Siguió a la carga el cuadro rojiblanco y cinco minutos después tuvo premio en su esfuerzo por abrir una eliminatoria que llegaba muy cerrada del estadio madridista. En el tercer saque de esquina sobre la portería de Navas, Saúl se elevó incontenible ante Cristiano Ronaldo y cabeceó a gol el balón enviado por Griezmann (m. 12). Isco resolvió mal en un contraataque que pudo ser la respuesta blanca para dar carpetazo a su agobio, pero este no hizo sino multiplicarse gracias a una torpeza de Varane, que hizo un claro penalti a Torres. Lo convirtió Griezmann aunque Navas no estuvo lejos de deternérselo (m. 16) y el Calderón estalló, enardecido con la gesta con la que ya no podía dejar de obsesionarse y también con el olor a cadáver que empezaba a soltar un Madrid irreconocible.

Partido y desconectado, el conjunto blanco no volvió a pisar el área rojiblanca hasta que Isco ensayó un tirito sin prpblemas para Oblak a pase de Ronaldo, fuera de órbita hasta entonces. El Madrid podía tocar con cierta comodidad ante el paso atrás que dio el Atlético para respirar un poco, pero sin capacidad para arañar al sistema defensivo colchonero.

Hasta que, tras unos minutos de escaramuzas y desconcierto arbitral, con tarjetas perdonadas a unos y otros, apareció Benzema para apagar el fuego que amenazaba seriamente con fundir al Madrid. Pensaban ya Simeone y los suyos en el descanso para recargar las baterías y volver con todo a lanzarse a la yugular de su implacable verdugo en Champions de las últimas temporadas, pero surgió el delantero francés para cargar definitivamente el rumbo del partido y devolverlo al que venía del Bernabéu.

Hizo una verdadera maravilla Benzema sobre la línea de fondo para dejar pasmados a Savic, Godín y Benzema, Oblak salvó en principio el remate de Kroos, pero llegó Isco para cazar su despeje y remachar desde cerca (m. 42).
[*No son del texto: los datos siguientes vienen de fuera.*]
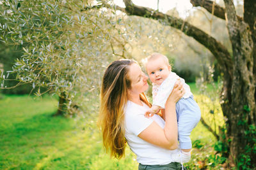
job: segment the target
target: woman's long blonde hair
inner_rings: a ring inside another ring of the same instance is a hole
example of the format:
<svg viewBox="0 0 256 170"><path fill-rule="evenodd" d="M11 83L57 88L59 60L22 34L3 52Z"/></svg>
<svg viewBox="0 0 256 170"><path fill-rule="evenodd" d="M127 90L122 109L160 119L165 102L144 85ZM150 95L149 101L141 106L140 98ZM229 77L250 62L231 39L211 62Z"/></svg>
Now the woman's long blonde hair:
<svg viewBox="0 0 256 170"><path fill-rule="evenodd" d="M120 159L125 148L124 107L128 101L131 81L128 76L132 60L113 62L105 71L100 91L99 124L101 128L103 145L111 157ZM141 99L149 104L144 94Z"/></svg>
Tercer tiro a puerta del conjunto madridista y eliminatoria sentenciada, ahora sí, porque el Atlético se quedó sin fuerzas y sin argumentos para anotar los otros tres que necesitaba a partir de entonces para repetir final por segundo año consecutivo.

Lo hará el Madrid, que ya pudo jugar a otra cosa muy distinta en el segundo tiempo, aunque Navas evitó con una doble parada a Carrasco y Gameiro que el cuadro rojiblanco pudiera relanzar de nuevo sus ilusiones. Isco y Modric lograron al fin tomar el mando, Ronaldo dejó sin efecto un gol de Modric por intentar tocarlo en posición de fuera de juego y Benzema estuvo cerca de culminar otra jugada grandiosa para acallar también a los que le minusvaloran en la comparación con Morata, que no compareció hasta el minuto 87 como tercer cambio de Zidane.